Forms of YAU KUNG MOON
- Tung Jee Kuen (Straight through fist) - this form teaches you to get into punching range. Contains some basic stancework (moving) and first level punching training.
- Sup Jee Kuen (Cross fist) - teaches you to stay in punching range, assists in short power development. This is different to other styles versions of sup jee.
- Ying Ching Kuen - contains a lot of dynamic tension, muscle building, external ging and rib training. This is a cleansing form (health), hard chi kung.
- Sek Sze Kuen (Rock lion form) - teaches short power, this is also known as Dai Sup Jee Kuen. Click on the name on the top right of this page to see a short section of this form.
- Sum Mun Baqua (Three door, eight directional fist) - teaches you stomping ging, attacking from the three doors, many finger strikes, much bridging and many charging techniques.
- Look Hup Kuen (Six co-ordinate fist) - three internal and three external co-ordinates. Has a variety of moves from the other forms, but has different angulations.
- Day Sut Kuen (Ground killing fist) - this is for grappling and take-downs. Some unusual kicking techniques.
- Say Mun Baqua Kuen (Four door, eight directional fist) - Second-longest form of YKM. Trains the chi and attacks the four doors. Unusual kicking techniques and seizing skills.
- Sum Mun Kuen (Three door fist) - attacks the three doors, has many charging and retreating techniques and follow-up skills, includes jumping kicks.
- Ly Jik Bo Kuen (Slide straight step punch) - linear but has advanced level training. This must be learnt before any of the high level forms, it is the foundation form of the system.
- Ying Jow Lin Kuil (Eagle claw continuous bridge) - seizing and bridging skills. Covers much ground with advanced footwork.
- Ng Ying Kuen (Five animal fist) - Uses the principles of the five animals (tiger, leopard, dragon, snake and crane).
- Gau Bo Toi (Nine step push) - one of the original Bak Mei forms. Develops Fau Chum Tung Tou.
- Sup Batt Mor Kuil (Eighteen devils bridge) - trains bridging skills. Develops Yau Kung (soft power). Another original Bak Mei form.
- Mung Fu Chut Lum (Fierce tiger exits the forest) - highest external level of the system. Uses quick evasive moves and stances. Trains wrist power (ging).
- Yau Kung Sup Baht Serng Toi Jerng (Yau Kung Mun 18 Step Push) The signature and quintessential form of the Yau Kung Mun system.

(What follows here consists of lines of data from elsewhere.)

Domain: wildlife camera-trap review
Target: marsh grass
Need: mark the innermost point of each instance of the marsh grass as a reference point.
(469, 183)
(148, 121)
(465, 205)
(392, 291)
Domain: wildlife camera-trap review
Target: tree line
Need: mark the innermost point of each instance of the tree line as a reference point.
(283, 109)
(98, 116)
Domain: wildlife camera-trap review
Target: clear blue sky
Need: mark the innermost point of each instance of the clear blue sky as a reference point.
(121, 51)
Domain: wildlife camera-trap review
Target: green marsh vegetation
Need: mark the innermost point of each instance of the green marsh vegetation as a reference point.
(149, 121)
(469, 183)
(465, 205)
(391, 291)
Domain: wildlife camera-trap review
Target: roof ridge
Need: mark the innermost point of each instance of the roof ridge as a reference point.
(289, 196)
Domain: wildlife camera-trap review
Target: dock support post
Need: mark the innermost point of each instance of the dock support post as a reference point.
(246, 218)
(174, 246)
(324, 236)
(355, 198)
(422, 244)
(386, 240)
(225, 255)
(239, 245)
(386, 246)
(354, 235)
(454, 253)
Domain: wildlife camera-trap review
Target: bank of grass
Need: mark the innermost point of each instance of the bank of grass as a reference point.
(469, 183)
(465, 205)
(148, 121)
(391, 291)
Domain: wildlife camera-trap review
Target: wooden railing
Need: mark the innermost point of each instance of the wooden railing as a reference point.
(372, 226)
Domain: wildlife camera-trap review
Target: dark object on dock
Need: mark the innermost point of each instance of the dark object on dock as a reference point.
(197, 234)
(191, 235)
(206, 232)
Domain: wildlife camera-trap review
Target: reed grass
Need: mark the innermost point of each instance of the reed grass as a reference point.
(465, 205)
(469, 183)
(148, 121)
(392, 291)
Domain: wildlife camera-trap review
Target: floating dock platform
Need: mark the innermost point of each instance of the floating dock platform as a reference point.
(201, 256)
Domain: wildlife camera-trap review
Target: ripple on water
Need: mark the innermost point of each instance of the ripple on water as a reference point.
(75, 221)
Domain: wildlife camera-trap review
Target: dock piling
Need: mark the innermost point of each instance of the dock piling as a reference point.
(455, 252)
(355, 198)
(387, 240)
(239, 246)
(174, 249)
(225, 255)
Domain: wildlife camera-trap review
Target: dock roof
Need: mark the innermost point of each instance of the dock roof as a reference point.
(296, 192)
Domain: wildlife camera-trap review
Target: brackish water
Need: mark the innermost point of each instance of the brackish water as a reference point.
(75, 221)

NOTE: Forms in Bold were incorporated from Pak Mei Kuen

== Yau Kung Mun organizations ==
Yau Kung Mun schools now exist in several countries. The main schools can be found in Hong Kong, Australia, United States, South America, Canada and Finland.

=== Hong Kong ===

The original organization started by Ha Hon Hung is operating in Hong Kong, China.

=== United States ===
During the 1960s, two of Grandmaster Ha Kwok Cheung's top disciples, Wong Cheung and Wan Tak Kei, immigrated to the United States from Hong Kong. Both Wong and Wan continued their training and teaching of the art - with Master Wong establishing a club in San Francisco and Master Wan creating a group in Los Angeles.

Since that time, both masters has taught thousands of students. Some of the oldest students from Wong and Wan include: Bill Lee, Loi Lok Fu, Lok Sang Lee, Michael Lau, David Louie, Kevin Quock, Dennis Lew and Bob Gin. In 2000, Sifu Lok Sang Lee promoted two of his students, Susan Yee and Richard Ow, to the rank of Sifu so that they can continue to teach this traditional style.

=== Australia ===
In the 1970s, Yau Kung Mun Australia was established by Leung Cheung (梁祥), a top disciple of Ha Hon Hung (夏漢雄). This association was one of the first Chinese martial arts associations to publicly perform Southern and Northern style Lion Dances in Australia.

Yau Kung Mun Australia is now led by Sifu James Leung (梁鉅), Percy To (杜偉明) and Sifu Garry Hearfield.

=== Canada ===
The Canadian branch of Yau Kung Moon was established by Master Wan in 2006. Naming two Sifu's Ryan S. and Ranie L. in Winnipeg, MB, Canada to carry on the tradition.

=== Finland ===
The Finland branch of Yau Kung Moon was run by Master To. His Sifu is Great Grand Master Ha Hon Hung's disciple in Guangzhou.